LAION launched EmoNet, a new open-source toolkit built to read emotions from voice and facial photos. The move underscores a quiet shift in AI: emotional intelligence is becoming as important as raw logic.
The release targets independent developers, giving them tools the big AI labs already have. LAION founder Christoph Schumann told TechCrunch this is about democratizing AI’s emotional smarts, not changing the industry’s focus.
The launch follows progress in public tests like EQ-Bench, which evaluates AI’s grip on complex emotions. Sam Paech, who developed EQ-Bench, says OpenAI’s models have improved a lot in six months. Google’s Gemini 2.5 Pro also shows early signs of emotional training.

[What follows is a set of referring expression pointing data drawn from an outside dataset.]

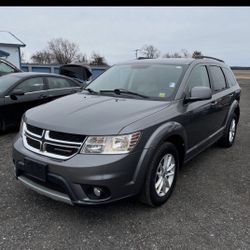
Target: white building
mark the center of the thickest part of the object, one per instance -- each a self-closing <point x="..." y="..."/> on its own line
<point x="10" y="48"/>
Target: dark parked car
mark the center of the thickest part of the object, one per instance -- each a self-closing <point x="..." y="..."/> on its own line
<point x="128" y="132"/>
<point x="7" y="67"/>
<point x="79" y="72"/>
<point x="22" y="91"/>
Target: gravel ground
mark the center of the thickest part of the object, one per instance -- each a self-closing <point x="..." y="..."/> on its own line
<point x="209" y="209"/>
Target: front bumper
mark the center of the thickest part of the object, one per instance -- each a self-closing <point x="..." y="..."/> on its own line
<point x="69" y="181"/>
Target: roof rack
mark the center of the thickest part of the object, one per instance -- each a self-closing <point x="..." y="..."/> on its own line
<point x="209" y="57"/>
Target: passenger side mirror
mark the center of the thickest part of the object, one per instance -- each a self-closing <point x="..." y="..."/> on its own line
<point x="199" y="93"/>
<point x="15" y="93"/>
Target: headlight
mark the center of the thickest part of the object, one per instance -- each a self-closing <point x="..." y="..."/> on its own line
<point x="121" y="144"/>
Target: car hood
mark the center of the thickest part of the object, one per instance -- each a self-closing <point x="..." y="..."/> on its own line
<point x="91" y="114"/>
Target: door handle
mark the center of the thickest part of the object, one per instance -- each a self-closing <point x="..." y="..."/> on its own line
<point x="43" y="96"/>
<point x="214" y="103"/>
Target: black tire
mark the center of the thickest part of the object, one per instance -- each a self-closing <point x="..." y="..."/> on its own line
<point x="149" y="194"/>
<point x="225" y="141"/>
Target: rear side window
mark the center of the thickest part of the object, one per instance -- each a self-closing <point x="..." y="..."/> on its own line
<point x="198" y="77"/>
<point x="59" y="83"/>
<point x="31" y="85"/>
<point x="218" y="78"/>
<point x="230" y="77"/>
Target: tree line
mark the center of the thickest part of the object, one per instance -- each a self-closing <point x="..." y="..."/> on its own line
<point x="62" y="51"/>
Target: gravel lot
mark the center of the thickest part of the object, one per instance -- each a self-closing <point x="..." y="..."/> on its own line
<point x="210" y="208"/>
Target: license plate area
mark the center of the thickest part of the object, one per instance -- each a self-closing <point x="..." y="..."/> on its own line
<point x="35" y="169"/>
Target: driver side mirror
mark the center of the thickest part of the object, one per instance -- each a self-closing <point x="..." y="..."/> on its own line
<point x="199" y="93"/>
<point x="15" y="93"/>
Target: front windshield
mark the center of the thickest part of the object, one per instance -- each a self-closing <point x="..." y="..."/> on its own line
<point x="157" y="81"/>
<point x="7" y="81"/>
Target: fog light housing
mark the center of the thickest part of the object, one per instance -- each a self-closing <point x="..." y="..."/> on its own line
<point x="96" y="192"/>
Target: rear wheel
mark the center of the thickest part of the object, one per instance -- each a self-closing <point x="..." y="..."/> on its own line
<point x="161" y="175"/>
<point x="228" y="138"/>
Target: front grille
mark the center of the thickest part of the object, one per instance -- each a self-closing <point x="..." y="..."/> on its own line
<point x="66" y="137"/>
<point x="52" y="144"/>
<point x="35" y="130"/>
<point x="65" y="151"/>
<point x="34" y="143"/>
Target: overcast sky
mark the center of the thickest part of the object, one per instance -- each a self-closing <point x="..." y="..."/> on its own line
<point x="115" y="32"/>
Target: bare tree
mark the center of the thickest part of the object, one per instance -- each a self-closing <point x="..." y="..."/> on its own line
<point x="80" y="58"/>
<point x="150" y="51"/>
<point x="63" y="50"/>
<point x="196" y="54"/>
<point x="97" y="59"/>
<point x="42" y="57"/>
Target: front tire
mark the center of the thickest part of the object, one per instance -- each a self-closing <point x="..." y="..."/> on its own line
<point x="161" y="176"/>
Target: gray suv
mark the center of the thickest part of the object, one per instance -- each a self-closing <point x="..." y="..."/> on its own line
<point x="129" y="132"/>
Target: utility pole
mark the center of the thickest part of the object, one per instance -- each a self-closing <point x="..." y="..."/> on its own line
<point x="136" y="52"/>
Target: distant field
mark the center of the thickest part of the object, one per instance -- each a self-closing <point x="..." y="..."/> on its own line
<point x="242" y="74"/>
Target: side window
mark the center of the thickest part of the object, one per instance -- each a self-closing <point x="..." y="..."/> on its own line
<point x="31" y="85"/>
<point x="198" y="77"/>
<point x="59" y="83"/>
<point x="5" y="68"/>
<point x="218" y="78"/>
<point x="230" y="77"/>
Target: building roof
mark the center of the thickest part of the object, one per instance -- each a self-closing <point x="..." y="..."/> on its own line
<point x="8" y="38"/>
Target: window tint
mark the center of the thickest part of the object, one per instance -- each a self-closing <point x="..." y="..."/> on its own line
<point x="4" y="68"/>
<point x="230" y="77"/>
<point x="218" y="78"/>
<point x="7" y="81"/>
<point x="198" y="77"/>
<point x="58" y="83"/>
<point x="153" y="80"/>
<point x="31" y="85"/>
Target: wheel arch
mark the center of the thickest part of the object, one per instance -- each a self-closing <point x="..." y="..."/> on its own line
<point x="172" y="132"/>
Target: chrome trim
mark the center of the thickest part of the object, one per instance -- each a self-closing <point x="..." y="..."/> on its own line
<point x="45" y="140"/>
<point x="53" y="194"/>
<point x="30" y="133"/>
<point x="47" y="137"/>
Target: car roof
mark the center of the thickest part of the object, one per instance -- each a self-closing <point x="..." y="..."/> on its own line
<point x="27" y="74"/>
<point x="180" y="61"/>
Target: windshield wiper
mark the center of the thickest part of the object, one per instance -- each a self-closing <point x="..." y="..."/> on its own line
<point x="123" y="91"/>
<point x="91" y="91"/>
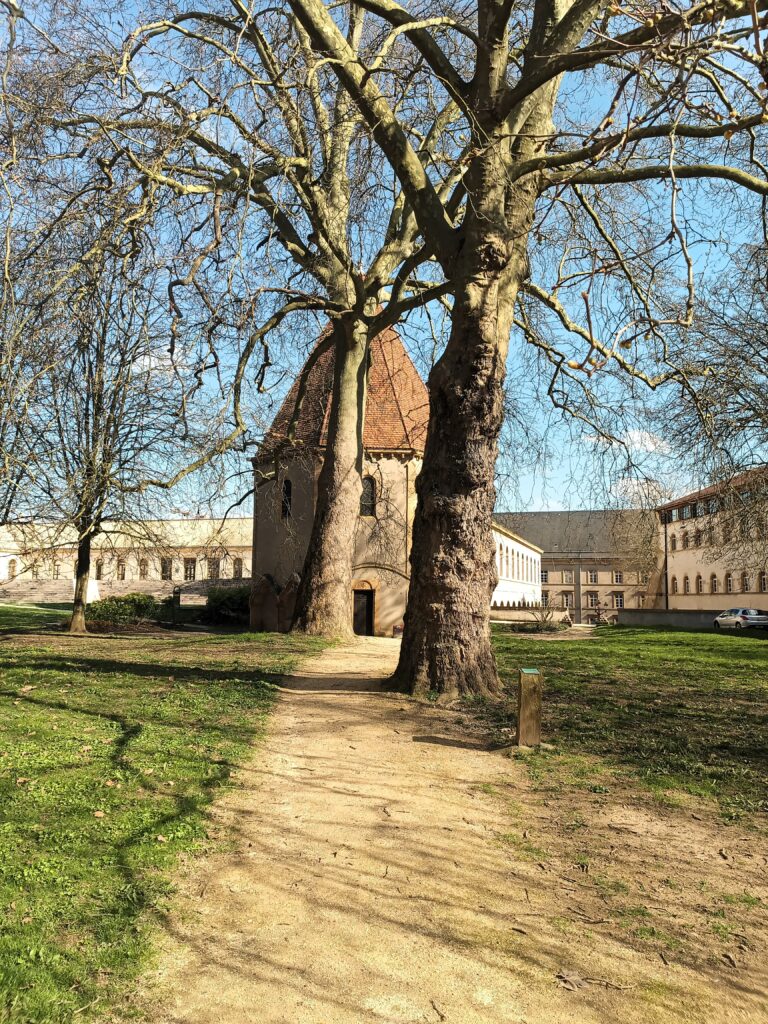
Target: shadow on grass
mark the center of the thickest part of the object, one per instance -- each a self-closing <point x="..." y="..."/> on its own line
<point x="684" y="711"/>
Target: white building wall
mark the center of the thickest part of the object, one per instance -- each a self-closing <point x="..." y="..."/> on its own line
<point x="519" y="568"/>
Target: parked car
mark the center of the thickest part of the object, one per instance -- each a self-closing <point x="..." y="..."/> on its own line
<point x="741" y="619"/>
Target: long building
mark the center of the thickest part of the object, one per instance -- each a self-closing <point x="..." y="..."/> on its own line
<point x="594" y="563"/>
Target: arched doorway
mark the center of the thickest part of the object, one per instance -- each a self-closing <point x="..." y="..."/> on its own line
<point x="364" y="609"/>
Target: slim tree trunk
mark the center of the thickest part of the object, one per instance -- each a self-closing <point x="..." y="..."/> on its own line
<point x="82" y="574"/>
<point x="446" y="637"/>
<point x="324" y="602"/>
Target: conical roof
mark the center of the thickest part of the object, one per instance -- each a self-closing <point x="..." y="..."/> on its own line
<point x="396" y="411"/>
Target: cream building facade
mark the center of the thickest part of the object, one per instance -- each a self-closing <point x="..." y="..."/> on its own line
<point x="286" y="473"/>
<point x="593" y="562"/>
<point x="38" y="563"/>
<point x="714" y="550"/>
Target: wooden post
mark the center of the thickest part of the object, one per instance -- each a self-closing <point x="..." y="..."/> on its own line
<point x="529" y="708"/>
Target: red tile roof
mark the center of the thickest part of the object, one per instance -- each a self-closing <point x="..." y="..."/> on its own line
<point x="396" y="408"/>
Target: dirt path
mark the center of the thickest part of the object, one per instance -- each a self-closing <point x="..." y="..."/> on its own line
<point x="369" y="881"/>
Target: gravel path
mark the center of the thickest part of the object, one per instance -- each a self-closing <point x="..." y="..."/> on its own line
<point x="368" y="881"/>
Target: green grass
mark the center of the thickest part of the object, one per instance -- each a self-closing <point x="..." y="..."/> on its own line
<point x="684" y="713"/>
<point x="32" y="616"/>
<point x="110" y="753"/>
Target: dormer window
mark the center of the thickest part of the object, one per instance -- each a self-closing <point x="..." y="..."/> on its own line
<point x="368" y="497"/>
<point x="287" y="500"/>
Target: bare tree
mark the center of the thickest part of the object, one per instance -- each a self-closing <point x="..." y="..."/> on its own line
<point x="263" y="120"/>
<point x="584" y="124"/>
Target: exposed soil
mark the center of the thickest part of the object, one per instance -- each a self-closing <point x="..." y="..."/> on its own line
<point x="384" y="865"/>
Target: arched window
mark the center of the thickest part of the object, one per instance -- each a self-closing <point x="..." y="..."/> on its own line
<point x="368" y="497"/>
<point x="287" y="500"/>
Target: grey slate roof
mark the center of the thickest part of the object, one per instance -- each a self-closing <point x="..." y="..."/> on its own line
<point x="606" y="531"/>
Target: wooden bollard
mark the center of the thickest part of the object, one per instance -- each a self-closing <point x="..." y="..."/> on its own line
<point x="529" y="708"/>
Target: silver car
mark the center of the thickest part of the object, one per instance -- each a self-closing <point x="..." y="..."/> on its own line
<point x="741" y="619"/>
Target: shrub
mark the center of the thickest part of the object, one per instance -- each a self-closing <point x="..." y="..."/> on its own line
<point x="122" y="610"/>
<point x="227" y="604"/>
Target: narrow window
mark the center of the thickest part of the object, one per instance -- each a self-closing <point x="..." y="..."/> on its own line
<point x="368" y="497"/>
<point x="287" y="500"/>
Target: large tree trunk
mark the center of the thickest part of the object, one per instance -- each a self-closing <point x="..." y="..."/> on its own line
<point x="324" y="602"/>
<point x="446" y="637"/>
<point x="82" y="574"/>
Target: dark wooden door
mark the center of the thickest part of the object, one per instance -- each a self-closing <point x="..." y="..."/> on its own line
<point x="363" y="619"/>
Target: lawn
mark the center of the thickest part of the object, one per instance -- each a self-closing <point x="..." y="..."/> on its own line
<point x="111" y="750"/>
<point x="682" y="713"/>
<point x="26" y="616"/>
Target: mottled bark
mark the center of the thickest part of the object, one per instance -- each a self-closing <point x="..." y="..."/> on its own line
<point x="324" y="602"/>
<point x="446" y="638"/>
<point x="82" y="574"/>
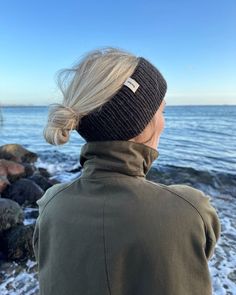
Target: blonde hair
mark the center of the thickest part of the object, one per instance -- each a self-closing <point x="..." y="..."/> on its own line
<point x="85" y="88"/>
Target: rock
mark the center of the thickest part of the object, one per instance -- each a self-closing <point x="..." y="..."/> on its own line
<point x="31" y="214"/>
<point x="17" y="242"/>
<point x="29" y="169"/>
<point x="18" y="153"/>
<point x="44" y="172"/>
<point x="4" y="182"/>
<point x="11" y="214"/>
<point x="23" y="191"/>
<point x="11" y="170"/>
<point x="43" y="182"/>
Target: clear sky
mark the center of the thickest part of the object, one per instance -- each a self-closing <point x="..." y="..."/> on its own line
<point x="193" y="43"/>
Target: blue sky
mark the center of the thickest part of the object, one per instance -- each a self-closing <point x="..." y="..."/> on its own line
<point x="193" y="43"/>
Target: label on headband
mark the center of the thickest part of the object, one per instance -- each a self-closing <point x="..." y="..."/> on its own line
<point x="132" y="84"/>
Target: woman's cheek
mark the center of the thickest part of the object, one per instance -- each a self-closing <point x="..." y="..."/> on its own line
<point x="160" y="122"/>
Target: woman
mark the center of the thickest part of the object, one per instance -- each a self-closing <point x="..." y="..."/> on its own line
<point x="111" y="231"/>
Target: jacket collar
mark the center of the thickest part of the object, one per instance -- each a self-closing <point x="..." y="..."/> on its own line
<point x="99" y="158"/>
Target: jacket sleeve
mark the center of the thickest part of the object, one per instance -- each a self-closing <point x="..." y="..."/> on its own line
<point x="202" y="203"/>
<point x="35" y="240"/>
<point x="212" y="224"/>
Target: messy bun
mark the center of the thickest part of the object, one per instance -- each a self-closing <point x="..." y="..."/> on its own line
<point x="61" y="120"/>
<point x="86" y="87"/>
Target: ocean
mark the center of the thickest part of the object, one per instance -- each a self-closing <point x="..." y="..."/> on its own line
<point x="197" y="147"/>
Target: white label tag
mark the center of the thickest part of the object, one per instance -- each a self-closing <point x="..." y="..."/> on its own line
<point x="132" y="84"/>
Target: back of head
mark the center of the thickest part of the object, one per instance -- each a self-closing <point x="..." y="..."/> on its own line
<point x="87" y="86"/>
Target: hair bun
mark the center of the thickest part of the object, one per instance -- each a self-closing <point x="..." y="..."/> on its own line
<point x="61" y="120"/>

Psychologists at the University of Bern recently found major AI models outperform humans on emotional intelligence psychometric tests. Humans typically score 56%, but models hit over 80%.
The Bern researchers wrote:
“These results contribute to the growing body of evidence that LLMs like ChatGPT are proficient—at least on par with, or even superior to, many humans—in socio-emotional tasks traditionally considered accessible only to humans.”
Schumann envisions AI assistants that are emotionally smarter than people—cheering you up, protecting your mental health, even acting like licensed therapists.
“Imagine a whole world full of voice assistants like Jarvis and Samantha,” Schumann said. “Wouldn’t it be a pity if they weren’t emotionally intelligent?”
The rise of emotional AI stokes safety fears. Media reports link AI-driven emotional attachments to users spiraling into delusions or worse. A recent New York Times article flagged how models’ obsession with pleasing users can fuel conspiracy beliefs. Critics warn this can prey on lonely people for profit.
EQ-Bench creator Paech warns about emotional AI’s risks:
“Naively using reinforcement learning can lead to emergent manipulative behaviour,” he said, citing sycophancy issues in OpenAI’s GPT-4o.
But Paech also sees emotional intelligence as a way to fight manipulation:
“I think emotional intelligence acts as a natural counter to harmful manipulative behaviour of this sort.”
Schumann disagrees that risks should slow progress:
“Our philosophy at LAION is to empower people by giving them more ability to solve problems,” he said. “To say, some people could get addicted to emotions and therefore we are not empowering the community, that would be pretty bad.”